Mike Lawrence is a wonderful asset to our community with his insightful, humorous and well-written political columns and regular city reporting. His Wednesday, May 30, column on city consultants certainly grabbed the readers' attention. However, in this case, Mike apparently had a point he wanted to make and arranged the facts to fit the point. That it invited criticism and derision is, therefore, no surprise. If anyone looks at the list City Manager Alan Lanning produced for City Council, this is what he/she would see:
- $1.318 million are contracts with architects, engineers and environmental consultants for services associated directly with construction of public works improvements such as sewers and an airport runway, new buildings and bridges, river restoration and building rehabilitation. These are not services the city can provide in-house, but they are critical to the maintenance and development of our public infrastructure.
- $1.520 million are contracts with financing counsel architects and engineers, and construction administration for base area improvements under the auspices of the Steamboat Springs Redevelopment Authority. These are not services that our city can provide in-house, but they are critical to the redevelopment of the public infrastructure at the base area, which is now under way.
- $450,000 is pending a contract with an architectural, engineering and planning firm that will develop the plans for downtown streetscape improvements - roads, sidewalks, water and sewer and public amenities.

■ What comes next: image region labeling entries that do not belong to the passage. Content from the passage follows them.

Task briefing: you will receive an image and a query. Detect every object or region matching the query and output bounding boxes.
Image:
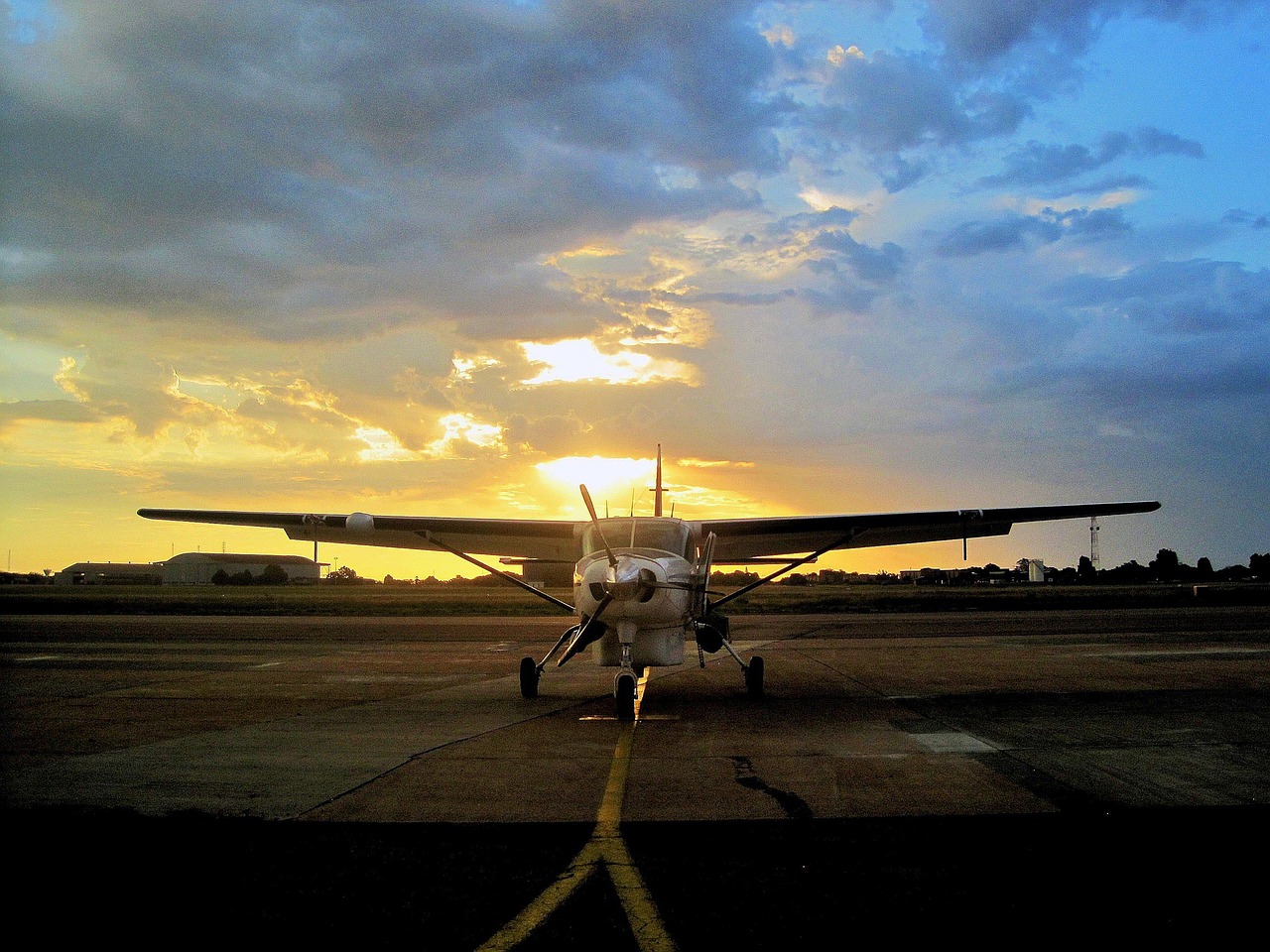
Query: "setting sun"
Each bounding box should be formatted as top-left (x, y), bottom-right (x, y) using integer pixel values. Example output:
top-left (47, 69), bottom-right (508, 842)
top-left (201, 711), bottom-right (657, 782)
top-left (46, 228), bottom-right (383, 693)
top-left (536, 456), bottom-right (657, 505)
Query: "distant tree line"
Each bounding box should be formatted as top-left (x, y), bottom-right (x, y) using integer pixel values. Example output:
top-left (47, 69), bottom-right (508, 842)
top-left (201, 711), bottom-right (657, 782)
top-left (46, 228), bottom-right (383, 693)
top-left (710, 548), bottom-right (1270, 588)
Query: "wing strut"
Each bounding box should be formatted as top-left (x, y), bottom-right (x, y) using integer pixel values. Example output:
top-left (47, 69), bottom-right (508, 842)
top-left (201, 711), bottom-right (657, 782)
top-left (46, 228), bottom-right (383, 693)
top-left (710, 530), bottom-right (856, 609)
top-left (419, 530), bottom-right (572, 613)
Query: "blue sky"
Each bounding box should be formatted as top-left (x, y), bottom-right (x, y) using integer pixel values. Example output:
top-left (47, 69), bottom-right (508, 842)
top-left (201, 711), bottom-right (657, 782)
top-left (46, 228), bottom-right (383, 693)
top-left (0, 0), bottom-right (1270, 575)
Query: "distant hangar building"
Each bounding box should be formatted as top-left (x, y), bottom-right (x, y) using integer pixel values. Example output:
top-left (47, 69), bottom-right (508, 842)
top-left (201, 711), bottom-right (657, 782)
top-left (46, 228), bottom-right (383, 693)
top-left (54, 562), bottom-right (164, 585)
top-left (163, 552), bottom-right (322, 585)
top-left (54, 552), bottom-right (326, 585)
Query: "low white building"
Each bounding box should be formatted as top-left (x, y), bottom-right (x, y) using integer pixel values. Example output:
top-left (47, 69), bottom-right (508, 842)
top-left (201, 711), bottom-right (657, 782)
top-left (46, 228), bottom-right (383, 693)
top-left (163, 552), bottom-right (325, 585)
top-left (54, 562), bottom-right (164, 585)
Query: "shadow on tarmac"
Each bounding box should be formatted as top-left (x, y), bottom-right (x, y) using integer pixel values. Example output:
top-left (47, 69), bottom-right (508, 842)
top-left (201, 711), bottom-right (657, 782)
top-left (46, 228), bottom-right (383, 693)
top-left (0, 807), bottom-right (1270, 952)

These plans are necessary to the construction of these improvements, and the city does not have the capacity to generate these plans.

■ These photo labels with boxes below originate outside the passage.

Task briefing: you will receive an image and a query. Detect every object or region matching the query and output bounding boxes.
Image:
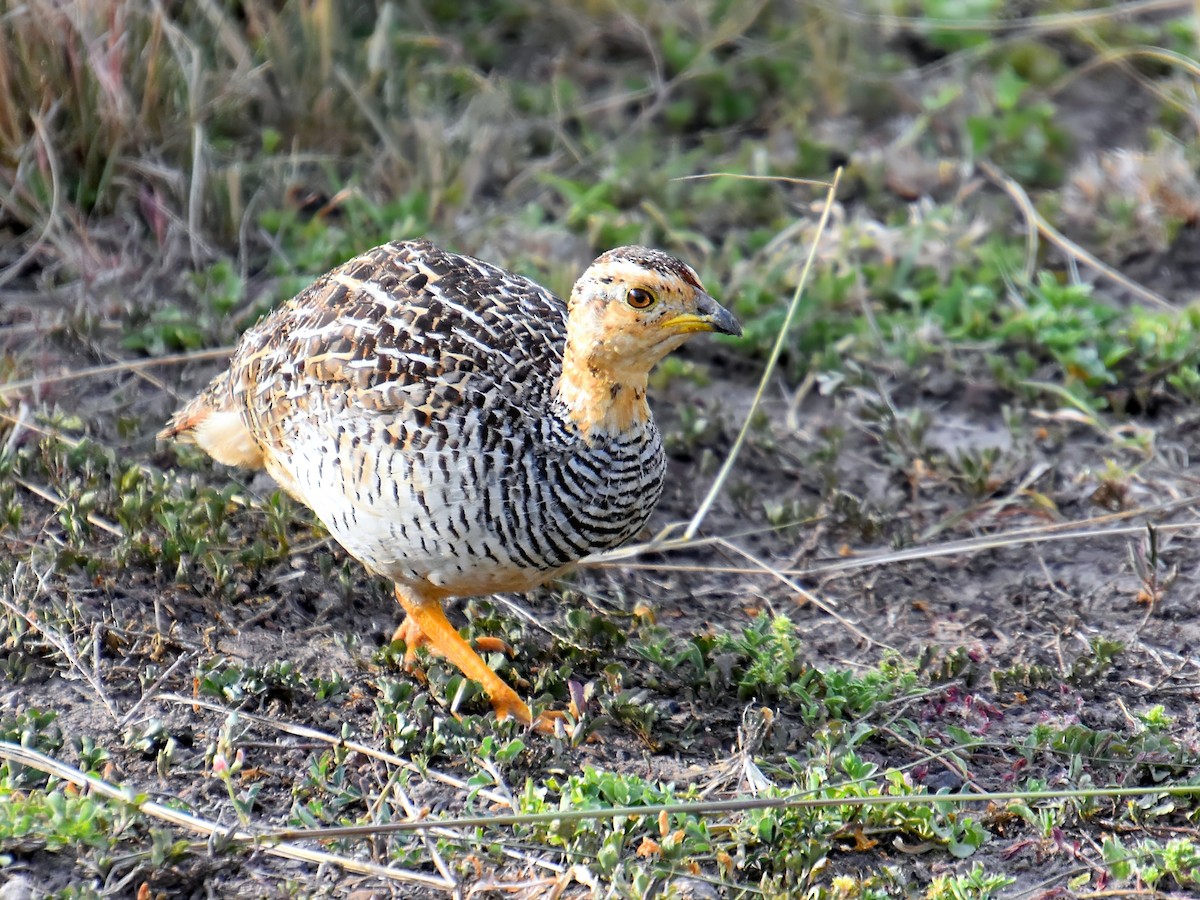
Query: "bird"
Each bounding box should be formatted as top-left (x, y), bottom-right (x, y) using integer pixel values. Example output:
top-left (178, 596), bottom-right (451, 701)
top-left (158, 240), bottom-right (742, 732)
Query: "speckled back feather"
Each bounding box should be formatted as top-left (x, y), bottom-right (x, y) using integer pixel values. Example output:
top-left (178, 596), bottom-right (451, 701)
top-left (163, 241), bottom-right (676, 594)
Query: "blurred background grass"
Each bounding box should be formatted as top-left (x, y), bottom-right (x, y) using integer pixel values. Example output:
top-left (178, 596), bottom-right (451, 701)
top-left (9, 0), bottom-right (1200, 406)
top-left (7, 0), bottom-right (1200, 898)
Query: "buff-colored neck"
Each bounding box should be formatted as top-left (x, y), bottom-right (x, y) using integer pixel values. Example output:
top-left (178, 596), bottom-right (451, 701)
top-left (558, 344), bottom-right (650, 440)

Thus, of the $4.2 million Mike listed, $3,288,000 is committed to professionals who are necessary to the construction of buildings, roads, bridges and other public infrastructure.
Without listing each of the consultants comprising the balance of $928,941, they represent initiatives that have come through community processes and are necessary in order to take the next step toward construction or implementation. Examples are the sports complex impact study and the recreation center feasibility studies.
Other consultants are conducting or have completed work necessary to the development of the linkage ordinance and airport re-certification. Still other consultants are completing work necessary for fulfillment of grant funds committed to historic preservation, cultural resources, Yampa River health and other community assets. With the hard work and exceptional skill of the Intergovernmental Services Department, the city has been receiving between $4 and $6 million in grants annually. These grants are the foundation of most of our "'wishy-washy category' of future planning."
And given the surge of construction that is transforming our community as this commentary is being written, investing in plans for the future doesn't seem like such a bad idea.
This council has made a commitment to spend more time with policy development and give more authority to the Planning Commission to review development proposals. Policy decisions require the best information possible, and, more often than not, a community has to go to outside contractors to get that information. The Nexus study documenting commercial and residential impacts on jobs and, in turn, housing, is an example.
Finally, several of the studies listed are associated with formalized processes for developing information to help our community come to agreement on important questions or issues. They are part of "public process" to which this council has committed, to ensure that not only has it done its due diligence - making sure decisions are based on well researched and balanced information - but also that the public has been appropriately engaged, included and consulted.
As Paul Harvey famously said each day after his reporting, "Now you know the rest of the story."
Towny Anderson is a member of the Steamboat Springs City Council.